Pour les nazis, le but était de reconstituer la force de travail de telle sorte que l'individu soit plus productif. Le terme de "performance" est fondamental dans la pensée nazie, c'est un terme polysémique qui veut dire à la fois productivité, performance, rentabilité. Et pour les nazis, il est très clair que l'individu n'a pas d'existence en soi, pas de droits en dehors de sa productivité. Autrement dit, si vous n'êtes pas capable de produire pour le Reich, vous n'avez pas le droit à la vie. Le parallèle que je vois avec l'idée contemporaine de rendre les gens heureux au travail dont se réclament les Happiness Managers c’est qu’elle n'est pas à visée philanthropique. Il y a un "projet business" derrière.

Ne s’agit-il pas un livre réquisitoire contre les managers ? On a vu à l’occasion de certains procès récents émerger la notion de management "par la terreur" ? 

Il ne s'agit pas de faire du réductionnisme nazi.

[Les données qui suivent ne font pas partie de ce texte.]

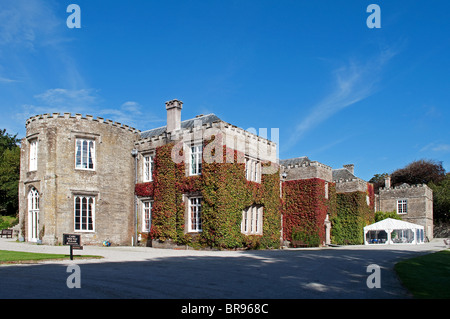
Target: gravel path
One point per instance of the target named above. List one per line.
(141, 272)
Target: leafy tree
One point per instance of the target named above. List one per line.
(9, 173)
(441, 199)
(378, 181)
(419, 172)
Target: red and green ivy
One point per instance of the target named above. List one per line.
(225, 192)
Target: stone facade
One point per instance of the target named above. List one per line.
(107, 188)
(80, 174)
(416, 204)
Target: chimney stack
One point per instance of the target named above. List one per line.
(173, 115)
(387, 182)
(350, 168)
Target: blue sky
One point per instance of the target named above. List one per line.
(338, 91)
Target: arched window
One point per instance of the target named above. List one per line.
(33, 214)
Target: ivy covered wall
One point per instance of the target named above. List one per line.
(305, 207)
(353, 212)
(225, 194)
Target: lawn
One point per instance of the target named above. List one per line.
(427, 276)
(8, 256)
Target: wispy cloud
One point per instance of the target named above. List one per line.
(353, 82)
(7, 80)
(131, 113)
(436, 147)
(60, 100)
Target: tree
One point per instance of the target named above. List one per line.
(419, 172)
(378, 181)
(441, 199)
(9, 173)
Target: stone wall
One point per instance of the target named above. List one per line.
(307, 170)
(419, 204)
(58, 181)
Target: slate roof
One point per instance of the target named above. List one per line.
(186, 124)
(342, 173)
(295, 161)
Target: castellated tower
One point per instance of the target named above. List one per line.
(77, 176)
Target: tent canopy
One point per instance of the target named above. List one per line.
(393, 231)
(390, 223)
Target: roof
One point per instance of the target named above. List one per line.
(342, 173)
(390, 223)
(295, 161)
(186, 124)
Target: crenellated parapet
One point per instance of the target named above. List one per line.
(303, 168)
(78, 116)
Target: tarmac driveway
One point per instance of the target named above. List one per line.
(138, 272)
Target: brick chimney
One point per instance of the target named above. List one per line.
(387, 182)
(350, 168)
(173, 115)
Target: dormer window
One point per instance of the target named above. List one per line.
(195, 160)
(33, 154)
(252, 169)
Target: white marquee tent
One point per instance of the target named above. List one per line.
(393, 231)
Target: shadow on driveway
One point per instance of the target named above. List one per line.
(270, 274)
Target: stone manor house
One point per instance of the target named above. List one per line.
(200, 182)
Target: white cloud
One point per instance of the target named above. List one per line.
(436, 147)
(353, 82)
(131, 113)
(68, 98)
(7, 80)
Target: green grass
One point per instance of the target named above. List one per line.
(428, 276)
(8, 256)
(7, 221)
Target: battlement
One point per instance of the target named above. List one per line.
(79, 116)
(307, 164)
(403, 186)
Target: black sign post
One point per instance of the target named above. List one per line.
(74, 241)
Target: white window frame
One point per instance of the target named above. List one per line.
(195, 159)
(86, 214)
(33, 215)
(147, 207)
(252, 169)
(148, 168)
(402, 206)
(195, 214)
(252, 220)
(85, 158)
(33, 154)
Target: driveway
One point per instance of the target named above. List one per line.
(140, 272)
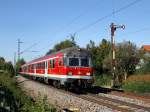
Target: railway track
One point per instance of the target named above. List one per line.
(114, 104)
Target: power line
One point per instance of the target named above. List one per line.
(105, 17)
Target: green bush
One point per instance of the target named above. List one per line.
(145, 69)
(137, 87)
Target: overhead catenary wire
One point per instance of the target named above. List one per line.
(109, 15)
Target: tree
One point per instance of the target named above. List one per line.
(99, 53)
(127, 57)
(2, 63)
(64, 44)
(19, 63)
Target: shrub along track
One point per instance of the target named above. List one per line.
(145, 98)
(113, 104)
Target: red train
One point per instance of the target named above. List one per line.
(70, 67)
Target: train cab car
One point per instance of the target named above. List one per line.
(70, 67)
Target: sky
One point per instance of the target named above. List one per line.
(44, 23)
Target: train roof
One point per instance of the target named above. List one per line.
(72, 51)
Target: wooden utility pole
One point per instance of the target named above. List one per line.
(113, 29)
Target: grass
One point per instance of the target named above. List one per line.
(137, 84)
(12, 98)
(103, 80)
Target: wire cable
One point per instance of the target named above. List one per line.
(105, 17)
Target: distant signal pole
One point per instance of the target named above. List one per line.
(113, 29)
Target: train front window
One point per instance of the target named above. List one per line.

Mais de montrer que les nazis sont bel et bien de notre temps et de notre lieu - l'Occident des XIXe et XXe siècles - qu'ils sont encore les acteurs participants de notre monde. Ils ne sont ni possédés par le démon, ni fous comme on le dit quand on veut s'en protéger. On a vu à l'occasion du procès France Télécom resurgir l’idée qui consiste à considérer le matériau humain comme un poids mort. Le top management de France Télécom a lui aussi considéré la ressource humaine comme un poids : ils parlaient de "ballast", un poids non performant puisqu'il s'agissait de transformer via France Telecom les anciens PTT - c'est-à-dire une organisation publique et un service public - en Orange, c'est-à-dire une organisation dynamique, agile, flexible, agressive, rentable, etc. Et pour cela, il fallait supprimer des dizaines de milliers d'emplois, c'est-à-dire les être non rentables, non adaptables, que dans un imaginaire social darwinien assumé, il fallait virer d'une manière ou d'une autre. Le président Lombard avait même dit que ces gens-là pouvaient bien sauter par la fenêtre, peu importait.